By comparison, Cranston's population has increased from 80,387 in 2010 to 81,034 in 2016 -- a change of 647, according to the Census: https://www.census.gov/quickfacts/fact/table/cranstoncityrhodeisland/PST045217


So, the make-believe mayor is claiming that Cranston lowered taxes [when it didn't], that Warwick's population crashed [when it didn't], that Cranston's population increased significantly by comparison [when it didn't], and that the additional population in Cranston increased tax revenue [when it didn't].

You're right, Scal, the make-believe mayor even fails at lying.

Friday, May 11, 2018

"Fake news. Fake sources. Fake people. Fake names."

fakir mayer

Friday, May 11, 2018

Richard, this was your quote in the article They dashed for the dough from 5/8/18:

"Several politicians were there for the photo op. Joe Solomon Sr. was one of them. Insiders have said he will be a candidate for Mayor of Warwick. Rumor is that he will announce shortly."

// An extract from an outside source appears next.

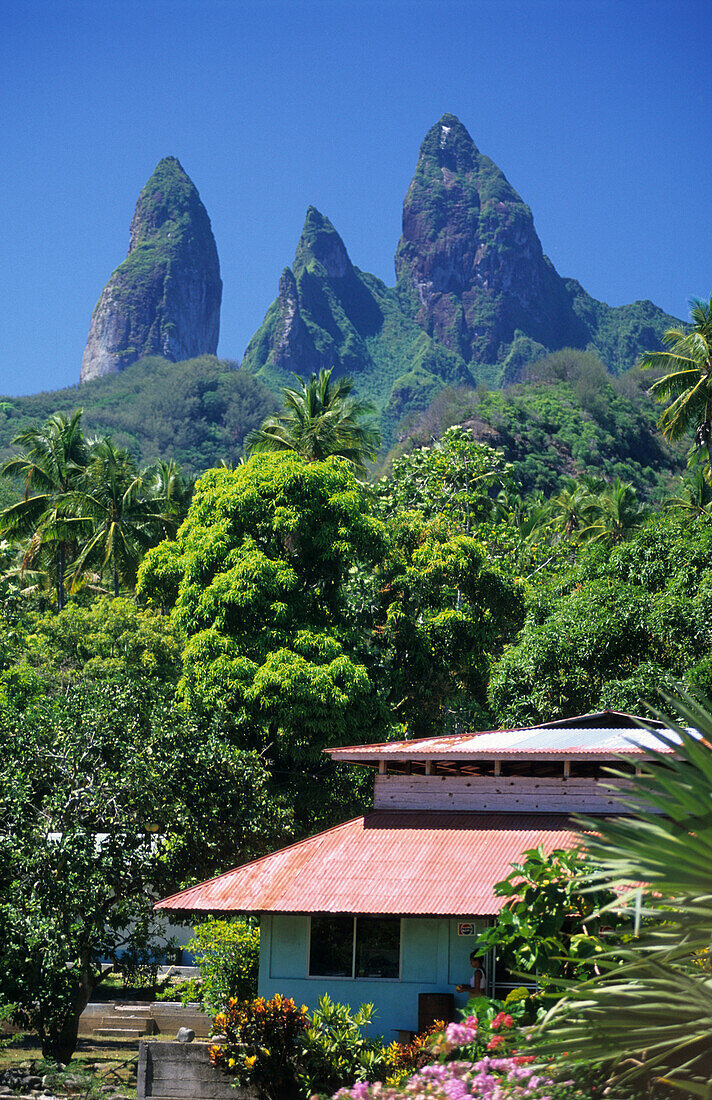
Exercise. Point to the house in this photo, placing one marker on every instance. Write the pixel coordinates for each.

"Solomon has confirmed he will be running for a full term as mayor once that election occurs, but he does not seem to have big plans for campaigning at this time – instead focusing on the tasks at hand." May 3, 2018. (http://warwickonline.com/stories/solomon-prepares-for-bumpy-road-ahead,133636?)

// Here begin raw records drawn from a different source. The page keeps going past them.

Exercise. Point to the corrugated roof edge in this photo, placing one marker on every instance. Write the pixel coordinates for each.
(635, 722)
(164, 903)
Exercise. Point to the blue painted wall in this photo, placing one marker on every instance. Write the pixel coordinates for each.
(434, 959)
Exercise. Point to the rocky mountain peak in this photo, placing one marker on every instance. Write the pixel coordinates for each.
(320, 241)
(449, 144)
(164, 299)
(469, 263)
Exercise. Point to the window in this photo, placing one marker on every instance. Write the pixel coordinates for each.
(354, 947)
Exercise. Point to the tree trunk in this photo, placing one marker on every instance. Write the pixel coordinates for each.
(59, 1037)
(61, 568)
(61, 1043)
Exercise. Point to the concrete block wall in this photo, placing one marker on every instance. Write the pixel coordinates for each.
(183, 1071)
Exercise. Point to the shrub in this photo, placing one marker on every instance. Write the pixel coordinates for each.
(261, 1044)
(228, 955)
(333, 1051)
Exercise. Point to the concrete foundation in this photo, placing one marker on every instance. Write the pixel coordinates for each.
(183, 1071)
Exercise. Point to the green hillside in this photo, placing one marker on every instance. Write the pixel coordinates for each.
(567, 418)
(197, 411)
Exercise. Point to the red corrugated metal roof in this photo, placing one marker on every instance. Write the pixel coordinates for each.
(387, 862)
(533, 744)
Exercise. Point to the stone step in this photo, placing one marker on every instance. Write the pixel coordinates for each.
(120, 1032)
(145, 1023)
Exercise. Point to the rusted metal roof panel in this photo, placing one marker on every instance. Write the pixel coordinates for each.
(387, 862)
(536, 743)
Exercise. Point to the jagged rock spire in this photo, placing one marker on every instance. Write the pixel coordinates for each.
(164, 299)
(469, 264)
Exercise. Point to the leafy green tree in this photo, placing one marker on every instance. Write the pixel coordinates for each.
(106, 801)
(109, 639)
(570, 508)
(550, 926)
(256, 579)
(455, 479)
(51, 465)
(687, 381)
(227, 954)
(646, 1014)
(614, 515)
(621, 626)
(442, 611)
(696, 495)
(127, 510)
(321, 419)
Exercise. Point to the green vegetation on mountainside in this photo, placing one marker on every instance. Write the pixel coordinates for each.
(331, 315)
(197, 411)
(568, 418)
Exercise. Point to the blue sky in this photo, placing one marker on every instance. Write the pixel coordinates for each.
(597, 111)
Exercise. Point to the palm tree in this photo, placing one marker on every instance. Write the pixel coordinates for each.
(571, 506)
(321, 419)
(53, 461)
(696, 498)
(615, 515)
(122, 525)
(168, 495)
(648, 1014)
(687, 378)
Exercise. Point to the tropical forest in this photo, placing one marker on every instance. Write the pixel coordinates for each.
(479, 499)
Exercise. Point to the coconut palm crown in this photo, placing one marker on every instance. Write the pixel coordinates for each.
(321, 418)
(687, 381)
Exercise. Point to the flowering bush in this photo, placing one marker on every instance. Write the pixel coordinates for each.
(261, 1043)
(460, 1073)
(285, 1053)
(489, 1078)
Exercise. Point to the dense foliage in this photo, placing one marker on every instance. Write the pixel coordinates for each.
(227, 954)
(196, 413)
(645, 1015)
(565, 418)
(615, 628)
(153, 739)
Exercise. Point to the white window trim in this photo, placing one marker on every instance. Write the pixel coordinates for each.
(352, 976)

You even commented on that article???? Did you read it?

“I was there too. I already am a Democratic candidate for Mayor of Warwick and I announced several months ago. “

So what? Are you waiting for a gold star or something? Not even relevant to the issue.

“Sunday, I donated personal money to A-T and I also participated in the race. I even surprised myself when I was able to finish. I came in 208th. There is a big difference between Joe and me. He will show up just for the pictures. I will show up to participate. The voters will decide what kind of Mayor they prefer."

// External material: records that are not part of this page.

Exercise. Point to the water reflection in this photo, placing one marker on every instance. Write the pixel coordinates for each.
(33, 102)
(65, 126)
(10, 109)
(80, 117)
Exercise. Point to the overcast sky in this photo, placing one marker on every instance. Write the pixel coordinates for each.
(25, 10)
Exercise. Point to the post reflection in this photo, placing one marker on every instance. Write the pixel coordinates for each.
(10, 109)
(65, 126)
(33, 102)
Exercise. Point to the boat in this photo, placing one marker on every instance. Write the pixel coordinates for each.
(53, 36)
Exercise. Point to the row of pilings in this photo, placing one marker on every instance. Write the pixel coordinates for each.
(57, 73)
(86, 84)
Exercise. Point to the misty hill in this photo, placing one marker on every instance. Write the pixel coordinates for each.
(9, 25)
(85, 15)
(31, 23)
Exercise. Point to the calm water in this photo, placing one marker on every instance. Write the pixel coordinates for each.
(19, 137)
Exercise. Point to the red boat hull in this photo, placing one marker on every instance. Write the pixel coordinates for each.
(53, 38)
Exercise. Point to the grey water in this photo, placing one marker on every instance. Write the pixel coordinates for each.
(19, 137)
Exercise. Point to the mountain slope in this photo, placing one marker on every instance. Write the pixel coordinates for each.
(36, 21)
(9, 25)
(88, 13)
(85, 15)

The big difference is you ran in the race and Mr. Solomon bought raffle tickets. Are you saying your participation is better than the other? So everyone that bought tickets but didn’t run didn’t participate? I wouldn’t be able to run in the race due to health issues. Would that mean my purchase of raffle tickets wasn’t considered as important as your donation and race? Interesting.

I don’t think I prefer the Mayor to make comments like you did in this article. That would be my preference.

Friday, May 11, 2018

Again, what's remarkable is that the fake mayor, Mayor Dumbness still thinks his signs are legal. What he still refuses to reconcile is that the ACLU case pertained to signs on ones personal property, not on city or state property. So the law is upheld that anyone can remove any campaign sign that is placed on city or state property such as traffic signal control boxes or any other city property.

And they will continue to be removed. Count on it.

Friday, May 11, 2018

Hello again Thecaptain:

If there's one area where the make-believe mayor has always been consistent, it's been his outright refusal to acknowledge facts, and more specifically the details that prove his statements false.

As you rightly point out, the ACLU case against the city dealt with signs on private property -- not public property like traffic control boxes. But the make-believe mayor ignores this critical detail and thinks that somehow, this makes him more credible.

It's the same way he makes statements like Allan Fung "became mayor and lowered taxes," or that "5,800 taxpayers left" Warwick while ignoring the details that prove these claims false.

For all his other false claims about "serving taxpayers," you and Scal and Kammy [and others] are providing far more of a service to the honest, taxpaying voters of Warwick by continuing to expose the make-believe mayor's false claims.